The main difference between Fast and Accurate is that Fast doesn’t use the shadow channel making it much faster than the Accurate method, but as it relies on fewer channels, the denoiser has less information about the scene and it could blur, for example, objects behind glasses (the shadow channel can give information about the geometry behind the glasses).

On the other hand, the Accurate method marks the Shadow option in all materials except for emitters, so they show in the shadow channel and activates this channel. The render will be slower but will count on shadow channel information which can make the denoiser process preserve more details of the image.

The Fast method is set by default as it doesn’t impact the render speed as much as the accurate method and it works nicely in most situations. Only if the render includes objects inside refractive ones (like a jar of marbles, for example) or if you need to obtain the shadow channel for compositing purposes anyway, using the Accurate method is advisable.

If you don't want to use any of the two Auto configure options and set everything up manually, you have to take into account that the Denoiser needs the following to work correctly:

Fine-tunning options

Now Maxwell exposes some parameters that allow fine-tuning the Denoiser result.

Fine-tunning parameters

Except for the Firefly Remover, all these parameters work as a trade-off between preserving detail and smoothing the image. In general, low values mean more feature preservation (the drawback is that some noise or artifacts may be visible) while high values mean more aggressive smoothing, however, some details may be lost.

The Denoiser initially computes the render pass (affected by Color Influence 1 and 2 parameters), then adds the different extra channels to the calculation (affected by the Feature Influence parameter) and then runs an additional final pass (affected by the Final Pass parameter). All this process is globally affected by the Filter Radius parameter.

The Color Influence 1 parameter (from 0 to 1; default: 0.45) controls how much high-frequency detail of the render pass will be retained or smoothed; this means the edges of high contrasted areas will be affected by it. The effect of this parameter is quite subtle.

The Color Influence 2 parameter (from 0 to 1; default: 0.45) controls how much mid-frequency detail of the render pass will be retained; this affects how the color information is handled.

The Feature Influence parameter (from 0 to 1; default: 0.25) controls the influence of the extra passes (Normals, Position, Reflectance and Shadows). If you are losing detail on the textures, this is a good parameter to lower down, so the information in the channels takes more relevance (as the textures usually show up in the reflectance channel).

The Final Pass parameter (from 0 to 1; default: 0.45) controls the influence of the extra final pass and affects color differences.

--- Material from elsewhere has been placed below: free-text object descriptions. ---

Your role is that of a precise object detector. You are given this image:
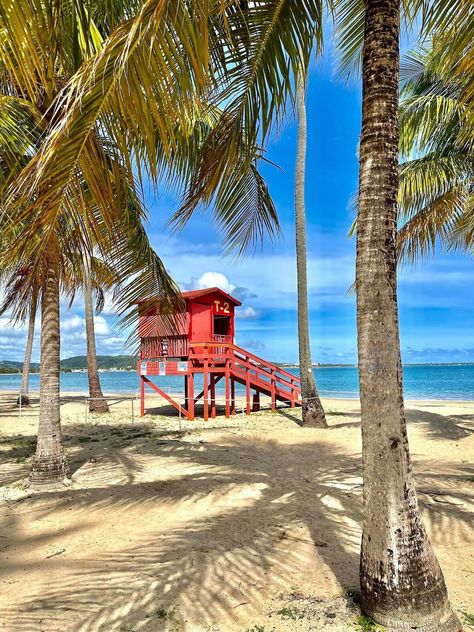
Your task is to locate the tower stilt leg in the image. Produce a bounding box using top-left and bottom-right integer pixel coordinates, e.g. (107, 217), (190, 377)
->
(210, 374), (216, 418)
(203, 361), (209, 421)
(231, 377), (236, 415)
(245, 368), (251, 415)
(225, 363), (230, 418)
(140, 376), (145, 416)
(252, 391), (260, 412)
(188, 372), (195, 421)
(271, 372), (276, 411)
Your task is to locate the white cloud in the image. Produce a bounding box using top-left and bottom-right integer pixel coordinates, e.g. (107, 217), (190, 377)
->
(184, 271), (236, 295)
(62, 315), (84, 332)
(93, 316), (112, 336)
(236, 306), (260, 320)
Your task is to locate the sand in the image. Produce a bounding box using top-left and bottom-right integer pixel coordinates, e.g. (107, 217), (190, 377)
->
(0, 391), (473, 632)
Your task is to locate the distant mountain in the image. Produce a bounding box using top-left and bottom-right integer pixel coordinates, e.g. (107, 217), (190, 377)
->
(0, 360), (39, 374)
(60, 355), (137, 370)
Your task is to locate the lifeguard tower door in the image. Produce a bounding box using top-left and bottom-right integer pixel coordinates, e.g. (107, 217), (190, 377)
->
(191, 302), (210, 340)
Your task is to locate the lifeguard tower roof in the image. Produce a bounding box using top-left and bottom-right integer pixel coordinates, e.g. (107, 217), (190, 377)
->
(180, 287), (241, 306)
(137, 287), (241, 306)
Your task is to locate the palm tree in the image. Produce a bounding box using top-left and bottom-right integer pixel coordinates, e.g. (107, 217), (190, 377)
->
(30, 248), (70, 486)
(294, 60), (327, 427)
(397, 42), (474, 261)
(0, 11), (466, 628)
(82, 250), (110, 414)
(347, 0), (460, 628)
(17, 295), (37, 407)
(64, 250), (119, 415)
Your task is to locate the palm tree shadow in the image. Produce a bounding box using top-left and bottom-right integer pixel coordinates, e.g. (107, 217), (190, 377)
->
(1, 429), (363, 631)
(405, 408), (473, 441)
(2, 421), (471, 631)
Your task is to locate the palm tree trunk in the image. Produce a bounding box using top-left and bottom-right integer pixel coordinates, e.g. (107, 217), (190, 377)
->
(83, 251), (109, 413)
(28, 255), (69, 488)
(295, 61), (327, 428)
(17, 295), (37, 407)
(356, 1), (460, 630)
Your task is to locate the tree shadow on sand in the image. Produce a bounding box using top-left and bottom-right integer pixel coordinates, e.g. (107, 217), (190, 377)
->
(0, 424), (365, 630)
(405, 408), (473, 441)
(328, 404), (473, 442)
(1, 416), (472, 631)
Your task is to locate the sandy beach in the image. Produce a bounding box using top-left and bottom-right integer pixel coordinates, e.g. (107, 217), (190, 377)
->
(0, 391), (473, 631)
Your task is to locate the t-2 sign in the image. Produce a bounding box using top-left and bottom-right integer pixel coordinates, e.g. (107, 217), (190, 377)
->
(214, 299), (230, 315)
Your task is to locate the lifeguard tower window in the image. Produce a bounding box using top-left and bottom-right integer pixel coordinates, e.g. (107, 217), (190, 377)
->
(213, 315), (231, 336)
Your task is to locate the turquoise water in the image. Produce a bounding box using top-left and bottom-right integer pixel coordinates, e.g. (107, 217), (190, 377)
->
(0, 364), (473, 400)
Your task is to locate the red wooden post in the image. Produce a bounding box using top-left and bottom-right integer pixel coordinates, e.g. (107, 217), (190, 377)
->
(231, 376), (236, 415)
(210, 374), (216, 418)
(252, 391), (260, 412)
(245, 367), (251, 415)
(188, 371), (195, 421)
(290, 380), (296, 408)
(271, 370), (276, 411)
(225, 362), (230, 418)
(184, 374), (188, 407)
(140, 375), (145, 416)
(203, 360), (209, 421)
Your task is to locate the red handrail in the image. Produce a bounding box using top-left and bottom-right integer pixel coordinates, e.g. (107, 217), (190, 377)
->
(188, 341), (301, 399)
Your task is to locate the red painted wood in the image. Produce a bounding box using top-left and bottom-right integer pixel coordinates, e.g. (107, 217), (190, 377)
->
(271, 370), (276, 411)
(225, 362), (230, 418)
(231, 376), (235, 415)
(142, 376), (190, 418)
(138, 288), (302, 419)
(191, 301), (211, 341)
(245, 367), (251, 415)
(188, 372), (194, 420)
(203, 360), (209, 421)
(210, 374), (216, 418)
(140, 376), (145, 416)
(252, 392), (260, 412)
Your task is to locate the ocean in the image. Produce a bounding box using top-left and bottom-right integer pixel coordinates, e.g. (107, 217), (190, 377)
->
(0, 364), (473, 400)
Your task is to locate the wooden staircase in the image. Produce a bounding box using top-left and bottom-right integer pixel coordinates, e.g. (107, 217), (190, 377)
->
(227, 344), (301, 408)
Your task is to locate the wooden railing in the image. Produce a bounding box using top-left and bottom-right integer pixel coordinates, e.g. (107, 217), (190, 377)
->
(140, 335), (188, 359)
(188, 341), (301, 409)
(211, 334), (232, 343)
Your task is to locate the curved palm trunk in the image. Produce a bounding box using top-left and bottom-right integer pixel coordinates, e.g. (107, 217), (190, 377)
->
(295, 63), (327, 428)
(83, 252), (109, 413)
(356, 1), (460, 630)
(29, 257), (69, 488)
(17, 295), (37, 407)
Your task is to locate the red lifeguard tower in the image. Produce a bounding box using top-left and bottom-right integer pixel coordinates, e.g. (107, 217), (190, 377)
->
(137, 287), (301, 420)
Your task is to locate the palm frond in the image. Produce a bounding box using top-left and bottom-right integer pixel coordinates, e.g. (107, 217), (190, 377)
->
(397, 186), (472, 263)
(398, 153), (473, 216)
(1, 0), (213, 265)
(168, 0), (323, 252)
(397, 36), (474, 264)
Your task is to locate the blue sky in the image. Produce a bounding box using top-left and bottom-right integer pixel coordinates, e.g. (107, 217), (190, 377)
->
(0, 41), (473, 365)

The Filter Radius parameter (from 2 to 50; default: 10) defines the area around the pixel taken into account when calculating its color. It can change the overall look of the smoothing and how the noise is handled. Again, low values mean more feature preservation, but also constrains the information available for the calculation and may produce some artifacts when it goes too low <> High values mean more smoothing so it can wash away too much detail. If you want to get the same denoising effect on a hi-resolution image as the one you obtained on a low-resolution one, you might want to increase this value, so the whole effect “scales” up.

The Firefly Remover will detect and reduce the spread of high-energy pixels (very bright pixels that usually come from SSS materials or caustics). It has a minor impact on calculation time.